Si la foule est descendue dans la rue en Ukraine, c'est parce que le Président Viktor Ianoukovitch a refusé de signer l'accord d'association négocié avec l'Union européenne lors du sommet de Vilnius le 29 novembre 2013. Le rendez-vous lituanien devait lancer le Partenariat oriental de l'Union européenne, porté depuis 2009 essentiellement par deux pays : la Pologne et la Suède. Il s'agit de procéder à un rapprochement entre l'UE et six anciennes républiques soviétiques. L'Azerbaïdjan, l'Arménie et la Biélorussie, comme l'Ukraine finalement, ont refusé de le signer. En revanche, la Georgie et la Moldavie l'ont paraphé. A terme, ces pays espèrent adhérer à l'UE. Une perspective qui ne fait pas l'unanimité parmi les 28. Pour certains, dont la France, association ne signifie pas adhésion. A noter que l'accord d'association, qui impliquerait la création d'une zone de libre-échange, comporterait la nécessité pour l'Ukraine d'opérer des restructurations, synonymes de sacrifices.
Pourquoi le président ukrainien n'a t-il pas voulu signer cet accord ?

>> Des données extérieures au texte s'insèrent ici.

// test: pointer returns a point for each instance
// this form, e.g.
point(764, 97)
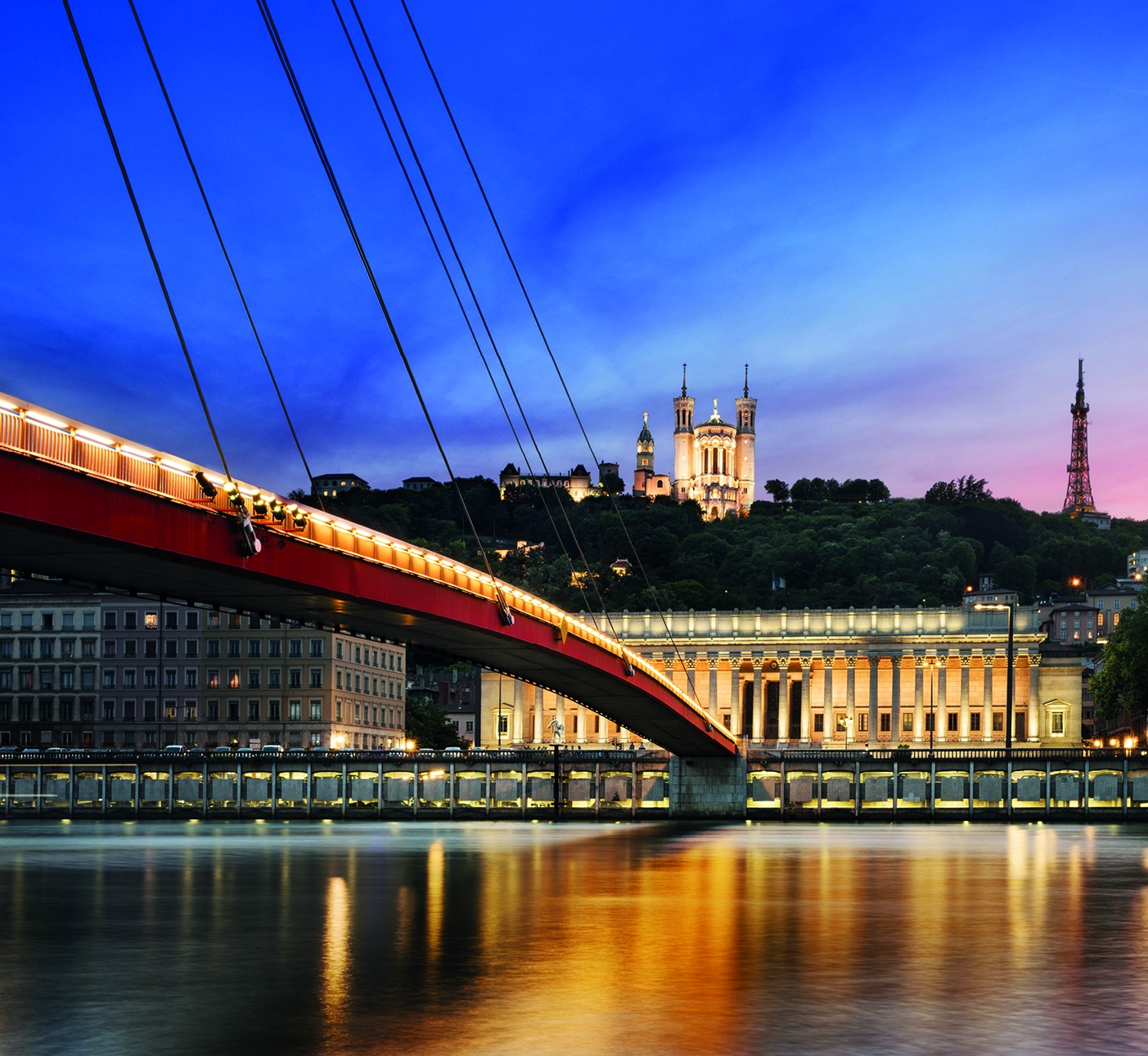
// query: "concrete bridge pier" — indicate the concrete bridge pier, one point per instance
point(706, 787)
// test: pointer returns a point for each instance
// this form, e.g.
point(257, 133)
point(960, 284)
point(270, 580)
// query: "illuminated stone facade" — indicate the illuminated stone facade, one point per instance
point(836, 678)
point(713, 461)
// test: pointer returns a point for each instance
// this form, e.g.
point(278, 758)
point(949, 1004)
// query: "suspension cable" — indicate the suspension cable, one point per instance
point(223, 247)
point(542, 333)
point(317, 142)
point(147, 241)
point(470, 289)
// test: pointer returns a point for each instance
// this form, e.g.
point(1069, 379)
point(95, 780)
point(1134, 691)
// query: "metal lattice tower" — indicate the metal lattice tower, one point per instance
point(1078, 499)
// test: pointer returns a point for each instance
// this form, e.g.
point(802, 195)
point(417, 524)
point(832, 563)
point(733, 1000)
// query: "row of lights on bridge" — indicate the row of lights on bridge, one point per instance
point(269, 508)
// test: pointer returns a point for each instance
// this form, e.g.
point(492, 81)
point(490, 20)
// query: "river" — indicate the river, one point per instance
point(299, 938)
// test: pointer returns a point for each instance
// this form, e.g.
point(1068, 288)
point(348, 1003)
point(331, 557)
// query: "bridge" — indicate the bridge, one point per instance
point(83, 504)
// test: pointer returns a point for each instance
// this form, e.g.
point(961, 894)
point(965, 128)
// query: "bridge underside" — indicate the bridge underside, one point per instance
point(85, 530)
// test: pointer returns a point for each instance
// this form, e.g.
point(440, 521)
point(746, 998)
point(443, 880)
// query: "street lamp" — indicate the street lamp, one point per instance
point(931, 665)
point(502, 705)
point(1011, 608)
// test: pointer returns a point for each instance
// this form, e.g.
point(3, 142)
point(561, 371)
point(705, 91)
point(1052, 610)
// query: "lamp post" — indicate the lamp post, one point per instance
point(502, 705)
point(1011, 608)
point(931, 665)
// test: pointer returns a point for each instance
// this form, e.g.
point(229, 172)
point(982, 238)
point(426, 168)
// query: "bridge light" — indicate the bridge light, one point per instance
point(205, 486)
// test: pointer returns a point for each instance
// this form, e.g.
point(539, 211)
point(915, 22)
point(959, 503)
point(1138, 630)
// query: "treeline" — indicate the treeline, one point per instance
point(829, 545)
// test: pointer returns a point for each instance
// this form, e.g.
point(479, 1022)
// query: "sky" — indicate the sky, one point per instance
point(908, 219)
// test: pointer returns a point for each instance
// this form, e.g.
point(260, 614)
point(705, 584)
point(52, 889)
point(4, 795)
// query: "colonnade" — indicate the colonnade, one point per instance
point(869, 697)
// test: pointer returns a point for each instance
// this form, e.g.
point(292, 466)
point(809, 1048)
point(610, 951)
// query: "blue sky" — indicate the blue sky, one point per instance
point(908, 219)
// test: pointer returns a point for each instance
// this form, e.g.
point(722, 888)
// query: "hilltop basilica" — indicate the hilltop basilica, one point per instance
point(713, 462)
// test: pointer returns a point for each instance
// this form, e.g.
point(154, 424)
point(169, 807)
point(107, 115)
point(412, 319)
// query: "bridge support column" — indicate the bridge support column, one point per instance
point(707, 787)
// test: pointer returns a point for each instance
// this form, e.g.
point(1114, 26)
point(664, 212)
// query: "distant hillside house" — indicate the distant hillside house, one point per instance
point(419, 484)
point(333, 484)
point(578, 481)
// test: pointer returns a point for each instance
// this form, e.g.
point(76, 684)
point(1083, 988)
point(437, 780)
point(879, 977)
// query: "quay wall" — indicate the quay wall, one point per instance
point(955, 785)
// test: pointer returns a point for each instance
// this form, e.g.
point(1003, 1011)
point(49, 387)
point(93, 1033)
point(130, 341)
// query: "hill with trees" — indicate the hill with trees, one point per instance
point(820, 543)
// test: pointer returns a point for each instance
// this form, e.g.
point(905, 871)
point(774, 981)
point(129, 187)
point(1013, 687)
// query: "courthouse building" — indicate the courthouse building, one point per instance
point(832, 678)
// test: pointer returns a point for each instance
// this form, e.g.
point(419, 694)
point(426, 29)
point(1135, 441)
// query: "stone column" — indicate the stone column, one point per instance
point(783, 697)
point(874, 668)
point(759, 700)
point(826, 702)
point(919, 697)
point(940, 711)
point(806, 700)
point(894, 720)
point(1033, 729)
point(517, 734)
point(851, 663)
point(735, 693)
point(986, 709)
point(965, 697)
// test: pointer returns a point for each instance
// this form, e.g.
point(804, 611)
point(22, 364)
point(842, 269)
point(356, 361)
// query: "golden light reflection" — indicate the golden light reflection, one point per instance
point(336, 962)
point(436, 862)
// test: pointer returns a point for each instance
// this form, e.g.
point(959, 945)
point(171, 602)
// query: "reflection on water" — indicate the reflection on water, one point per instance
point(506, 938)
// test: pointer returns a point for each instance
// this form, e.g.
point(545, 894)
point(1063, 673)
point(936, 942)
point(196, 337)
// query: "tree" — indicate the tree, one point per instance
point(429, 726)
point(778, 490)
point(1121, 683)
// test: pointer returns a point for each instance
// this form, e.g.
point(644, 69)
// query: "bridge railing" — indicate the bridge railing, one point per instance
point(46, 435)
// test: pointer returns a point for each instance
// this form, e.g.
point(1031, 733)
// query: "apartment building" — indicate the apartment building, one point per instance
point(100, 670)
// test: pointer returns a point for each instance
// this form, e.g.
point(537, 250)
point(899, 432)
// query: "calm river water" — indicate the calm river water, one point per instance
point(517, 938)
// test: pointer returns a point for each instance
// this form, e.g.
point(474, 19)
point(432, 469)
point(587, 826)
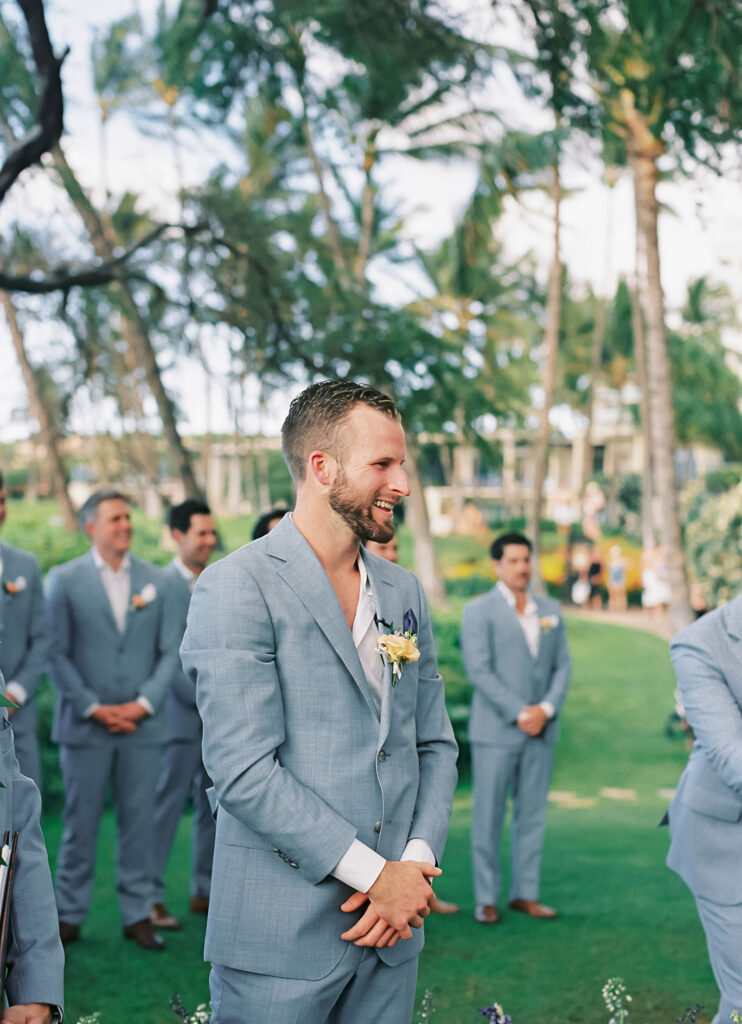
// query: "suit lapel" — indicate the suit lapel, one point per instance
point(387, 608)
point(302, 570)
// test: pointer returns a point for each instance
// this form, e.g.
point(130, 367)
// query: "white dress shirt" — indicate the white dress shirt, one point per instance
point(117, 584)
point(531, 626)
point(360, 866)
point(16, 691)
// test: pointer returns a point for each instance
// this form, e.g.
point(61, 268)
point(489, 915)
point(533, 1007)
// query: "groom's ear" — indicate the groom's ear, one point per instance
point(321, 467)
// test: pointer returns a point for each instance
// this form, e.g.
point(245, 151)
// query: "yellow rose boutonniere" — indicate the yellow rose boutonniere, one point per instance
point(398, 647)
point(14, 586)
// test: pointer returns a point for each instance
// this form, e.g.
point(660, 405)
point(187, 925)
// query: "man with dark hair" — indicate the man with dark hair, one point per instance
point(182, 771)
point(334, 765)
point(23, 643)
point(516, 655)
point(113, 654)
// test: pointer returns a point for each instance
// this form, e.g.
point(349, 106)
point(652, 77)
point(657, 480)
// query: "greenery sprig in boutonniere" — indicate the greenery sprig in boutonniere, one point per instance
point(13, 587)
point(399, 645)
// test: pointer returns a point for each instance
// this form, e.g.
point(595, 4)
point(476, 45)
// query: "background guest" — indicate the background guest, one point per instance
point(182, 773)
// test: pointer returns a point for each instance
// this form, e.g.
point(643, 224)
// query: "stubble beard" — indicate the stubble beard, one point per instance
point(357, 517)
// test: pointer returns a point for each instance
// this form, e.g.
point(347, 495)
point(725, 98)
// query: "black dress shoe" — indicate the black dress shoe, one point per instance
point(144, 935)
point(69, 933)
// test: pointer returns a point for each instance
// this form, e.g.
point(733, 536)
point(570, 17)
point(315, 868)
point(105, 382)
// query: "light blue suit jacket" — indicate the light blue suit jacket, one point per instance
point(301, 762)
point(705, 816)
point(23, 631)
point(36, 961)
point(180, 707)
point(505, 675)
point(91, 662)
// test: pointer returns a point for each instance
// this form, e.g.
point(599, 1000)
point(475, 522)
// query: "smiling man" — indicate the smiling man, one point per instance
point(515, 651)
point(113, 655)
point(334, 778)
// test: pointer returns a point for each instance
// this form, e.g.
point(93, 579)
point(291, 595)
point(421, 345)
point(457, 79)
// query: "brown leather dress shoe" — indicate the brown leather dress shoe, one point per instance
point(144, 935)
point(440, 906)
point(162, 918)
point(533, 908)
point(69, 933)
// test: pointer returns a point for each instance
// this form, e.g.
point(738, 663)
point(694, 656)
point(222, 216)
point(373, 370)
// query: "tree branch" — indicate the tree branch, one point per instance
point(50, 118)
point(63, 280)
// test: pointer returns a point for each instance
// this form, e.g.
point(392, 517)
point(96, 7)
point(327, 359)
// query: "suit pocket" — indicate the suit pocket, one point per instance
point(706, 794)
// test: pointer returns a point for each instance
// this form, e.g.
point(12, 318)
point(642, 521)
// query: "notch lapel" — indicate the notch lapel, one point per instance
point(302, 570)
point(387, 607)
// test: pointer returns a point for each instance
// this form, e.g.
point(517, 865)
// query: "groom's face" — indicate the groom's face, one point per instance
point(369, 479)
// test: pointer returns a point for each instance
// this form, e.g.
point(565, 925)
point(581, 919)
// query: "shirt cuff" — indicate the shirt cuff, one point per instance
point(359, 866)
point(418, 849)
point(17, 692)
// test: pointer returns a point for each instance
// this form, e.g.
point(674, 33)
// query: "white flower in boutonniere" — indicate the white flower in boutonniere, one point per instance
point(14, 586)
point(147, 595)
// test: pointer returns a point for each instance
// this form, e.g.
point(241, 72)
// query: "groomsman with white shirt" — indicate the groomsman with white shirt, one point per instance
point(181, 771)
point(114, 636)
point(515, 651)
point(23, 643)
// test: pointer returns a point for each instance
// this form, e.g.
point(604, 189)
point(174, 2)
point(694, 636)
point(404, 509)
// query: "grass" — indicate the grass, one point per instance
point(622, 912)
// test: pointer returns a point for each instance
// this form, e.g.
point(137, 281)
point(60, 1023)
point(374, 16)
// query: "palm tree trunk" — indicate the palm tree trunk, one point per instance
point(551, 343)
point(49, 431)
point(426, 564)
point(643, 154)
point(133, 325)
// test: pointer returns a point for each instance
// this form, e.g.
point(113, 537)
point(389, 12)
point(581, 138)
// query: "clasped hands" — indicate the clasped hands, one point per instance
point(398, 901)
point(120, 718)
point(531, 720)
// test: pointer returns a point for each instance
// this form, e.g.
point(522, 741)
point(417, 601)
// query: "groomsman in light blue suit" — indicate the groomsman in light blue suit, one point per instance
point(114, 652)
point(181, 771)
point(23, 643)
point(35, 979)
point(333, 769)
point(516, 655)
point(705, 816)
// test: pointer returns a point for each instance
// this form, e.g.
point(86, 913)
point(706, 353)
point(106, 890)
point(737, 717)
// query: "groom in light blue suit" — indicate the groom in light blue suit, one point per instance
point(23, 644)
point(334, 773)
point(113, 655)
point(705, 816)
point(515, 652)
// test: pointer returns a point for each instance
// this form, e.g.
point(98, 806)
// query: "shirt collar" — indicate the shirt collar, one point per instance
point(101, 564)
point(508, 594)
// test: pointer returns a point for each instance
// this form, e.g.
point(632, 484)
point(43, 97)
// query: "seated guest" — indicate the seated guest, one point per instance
point(267, 521)
point(23, 644)
point(113, 654)
point(35, 963)
point(181, 771)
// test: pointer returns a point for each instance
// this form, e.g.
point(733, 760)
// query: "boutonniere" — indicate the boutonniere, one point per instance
point(146, 596)
point(399, 645)
point(15, 586)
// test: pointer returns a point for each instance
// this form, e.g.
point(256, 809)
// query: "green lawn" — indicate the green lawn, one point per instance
point(622, 912)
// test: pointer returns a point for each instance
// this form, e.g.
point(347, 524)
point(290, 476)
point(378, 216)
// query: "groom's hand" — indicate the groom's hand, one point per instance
point(400, 895)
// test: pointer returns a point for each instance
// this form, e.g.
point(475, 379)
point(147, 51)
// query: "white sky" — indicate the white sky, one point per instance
point(699, 235)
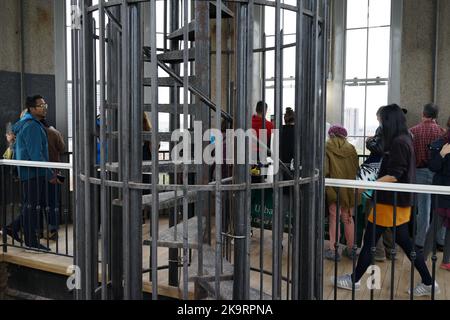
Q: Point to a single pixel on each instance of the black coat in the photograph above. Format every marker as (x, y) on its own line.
(441, 167)
(399, 162)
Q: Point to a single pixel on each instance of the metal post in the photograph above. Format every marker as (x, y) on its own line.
(155, 142)
(136, 95)
(240, 173)
(276, 234)
(218, 150)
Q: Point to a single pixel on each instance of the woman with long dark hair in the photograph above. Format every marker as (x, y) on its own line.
(440, 165)
(398, 166)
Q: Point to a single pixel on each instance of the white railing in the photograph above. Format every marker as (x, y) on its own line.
(37, 164)
(340, 183)
(384, 186)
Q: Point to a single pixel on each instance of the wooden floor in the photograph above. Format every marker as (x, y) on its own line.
(59, 265)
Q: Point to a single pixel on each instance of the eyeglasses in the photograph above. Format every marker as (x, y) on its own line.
(43, 106)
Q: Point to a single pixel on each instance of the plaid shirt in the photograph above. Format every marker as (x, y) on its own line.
(424, 134)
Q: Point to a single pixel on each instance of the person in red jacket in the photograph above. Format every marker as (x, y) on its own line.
(257, 122)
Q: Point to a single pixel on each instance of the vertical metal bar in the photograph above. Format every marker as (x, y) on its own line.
(297, 150)
(203, 81)
(174, 125)
(248, 124)
(136, 116)
(436, 51)
(434, 257)
(336, 240)
(320, 217)
(240, 173)
(155, 159)
(3, 202)
(78, 229)
(393, 250)
(218, 257)
(185, 128)
(125, 147)
(277, 257)
(413, 257)
(374, 244)
(262, 192)
(355, 246)
(104, 244)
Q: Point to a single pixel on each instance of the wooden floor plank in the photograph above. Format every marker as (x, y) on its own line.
(59, 265)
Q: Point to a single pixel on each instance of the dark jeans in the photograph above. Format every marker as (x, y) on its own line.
(33, 201)
(402, 239)
(54, 192)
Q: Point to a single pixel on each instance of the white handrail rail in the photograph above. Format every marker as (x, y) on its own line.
(37, 164)
(384, 186)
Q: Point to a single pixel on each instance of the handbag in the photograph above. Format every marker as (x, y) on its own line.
(368, 171)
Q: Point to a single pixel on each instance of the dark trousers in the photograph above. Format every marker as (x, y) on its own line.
(54, 191)
(402, 239)
(33, 201)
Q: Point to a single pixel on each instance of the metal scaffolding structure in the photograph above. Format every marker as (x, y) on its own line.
(119, 73)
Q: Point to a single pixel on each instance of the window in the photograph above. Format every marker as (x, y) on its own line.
(288, 51)
(367, 67)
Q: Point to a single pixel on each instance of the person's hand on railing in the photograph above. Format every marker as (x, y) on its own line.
(445, 150)
(57, 179)
(10, 137)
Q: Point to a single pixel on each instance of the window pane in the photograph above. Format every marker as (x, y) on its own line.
(377, 96)
(289, 22)
(164, 122)
(379, 47)
(288, 62)
(356, 54)
(379, 13)
(269, 22)
(357, 13)
(359, 144)
(270, 64)
(354, 110)
(69, 53)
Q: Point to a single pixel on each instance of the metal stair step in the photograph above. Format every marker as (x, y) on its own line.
(209, 265)
(168, 82)
(163, 166)
(176, 56)
(166, 200)
(166, 237)
(226, 290)
(163, 136)
(226, 12)
(169, 108)
(179, 34)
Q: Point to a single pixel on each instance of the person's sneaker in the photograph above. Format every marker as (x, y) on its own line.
(345, 282)
(380, 257)
(445, 266)
(13, 234)
(422, 290)
(330, 255)
(51, 235)
(348, 253)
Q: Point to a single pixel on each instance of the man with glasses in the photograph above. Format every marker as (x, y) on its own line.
(32, 145)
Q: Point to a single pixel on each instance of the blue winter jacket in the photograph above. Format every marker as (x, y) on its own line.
(31, 145)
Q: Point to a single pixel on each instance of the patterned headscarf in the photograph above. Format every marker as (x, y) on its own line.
(337, 131)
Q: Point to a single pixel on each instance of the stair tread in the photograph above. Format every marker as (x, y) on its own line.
(166, 199)
(166, 237)
(179, 34)
(168, 81)
(163, 166)
(175, 56)
(226, 12)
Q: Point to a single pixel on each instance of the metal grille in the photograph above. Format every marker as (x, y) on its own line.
(202, 220)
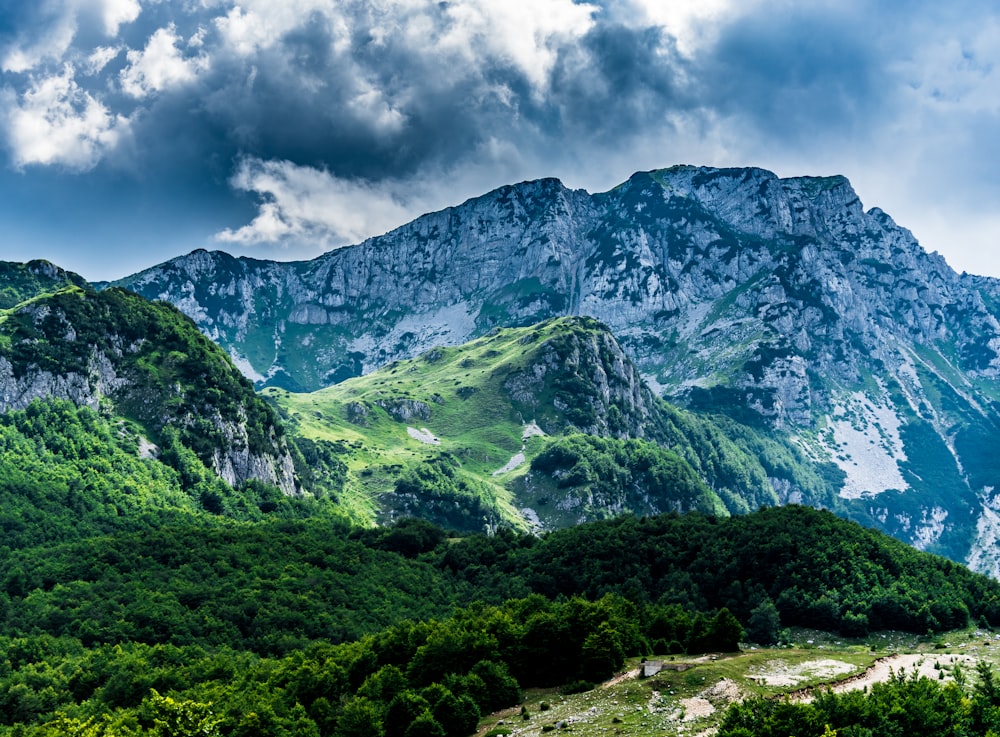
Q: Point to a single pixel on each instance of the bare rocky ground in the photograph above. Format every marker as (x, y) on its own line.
(689, 696)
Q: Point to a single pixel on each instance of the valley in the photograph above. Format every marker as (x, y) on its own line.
(493, 460)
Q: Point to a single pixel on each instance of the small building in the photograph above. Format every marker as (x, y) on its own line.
(651, 668)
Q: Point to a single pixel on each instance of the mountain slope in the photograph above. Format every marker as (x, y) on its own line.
(780, 302)
(113, 351)
(543, 426)
(24, 281)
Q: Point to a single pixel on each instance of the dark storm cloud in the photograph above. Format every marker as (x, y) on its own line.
(333, 120)
(799, 75)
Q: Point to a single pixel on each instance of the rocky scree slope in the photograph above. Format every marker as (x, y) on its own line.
(780, 302)
(117, 352)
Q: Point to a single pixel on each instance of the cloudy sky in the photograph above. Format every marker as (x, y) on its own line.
(132, 131)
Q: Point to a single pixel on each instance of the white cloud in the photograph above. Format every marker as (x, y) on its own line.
(50, 45)
(56, 122)
(59, 23)
(115, 13)
(526, 33)
(302, 203)
(160, 66)
(100, 58)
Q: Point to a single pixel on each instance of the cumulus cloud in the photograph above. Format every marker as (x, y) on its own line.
(334, 113)
(55, 122)
(160, 66)
(47, 29)
(301, 203)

Le président ukrainien, suite à des menaces publiques du Kremlin, a opéré une volte-face, en refusant au dernier moment de parapher cet accord d'association. Il semble préférer un rapprochement avec la Russie de Vladimir Poutine, lequel fait pression pour garder ses anciens satellites dans son giron. Le but ? Former avec eux une Union douanière eurasienne d'ici 2015, soit une Union politique et économique. L'Ukraine, berceau historique de la Russie orthodoxe, en constituerait un élément clé.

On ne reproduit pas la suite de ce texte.